It's cold. I know...all my friends and family in northern climes will laugh at this, but I have got used to Texas in the past 40 years, and am no longer acclimated to cold. Anything below 40° F is not only cold, it's damn cold! It has been like that for several days.
My heating unit (I guess they are not "furnaces" any more) went out, so Chandra bought a radiator-style space heater, plus we have two heaters Lynn gave me last year (a fervent "Thanks," Lynn!)...but still. It's cold.
Have I mentioned that there is no heat at work? It costs a fortune and takes forever to heat the two-storey warehouse, so we just tough it out. Ramona has a space heater for the front office, and I wish for sewing days, rather than pulling days or putting away days while it's cold.
Cold, due to my background in Canada, equates with poverty, and (checks wallet) surprise, surprise...cold and poor.
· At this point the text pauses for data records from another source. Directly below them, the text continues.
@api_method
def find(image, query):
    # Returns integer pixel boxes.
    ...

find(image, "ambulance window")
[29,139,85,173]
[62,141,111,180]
So, I'm depressed. And where do I go in my thoughts when I'm depressed? Back to August 20, 2007, of course. Crap and double crap. I am lonely. There is no warm person with whom to snuggle. There is nobody to rub my shoulders. There is nobody to say "I love you." There is a Jim-sized hole in my heart that will probably always be there. It's still raw and still bleeding. I fill my life with family, friends and theater, but all the people and activities I love can't fill that hole.
You all help, and I am grateful for each of you. I can't imagine how bad it would be without you. If I were truly alone, I probably would have driven Minni Miata off a cliff by now.
I can't help it that occasionally that still seems like a good idea.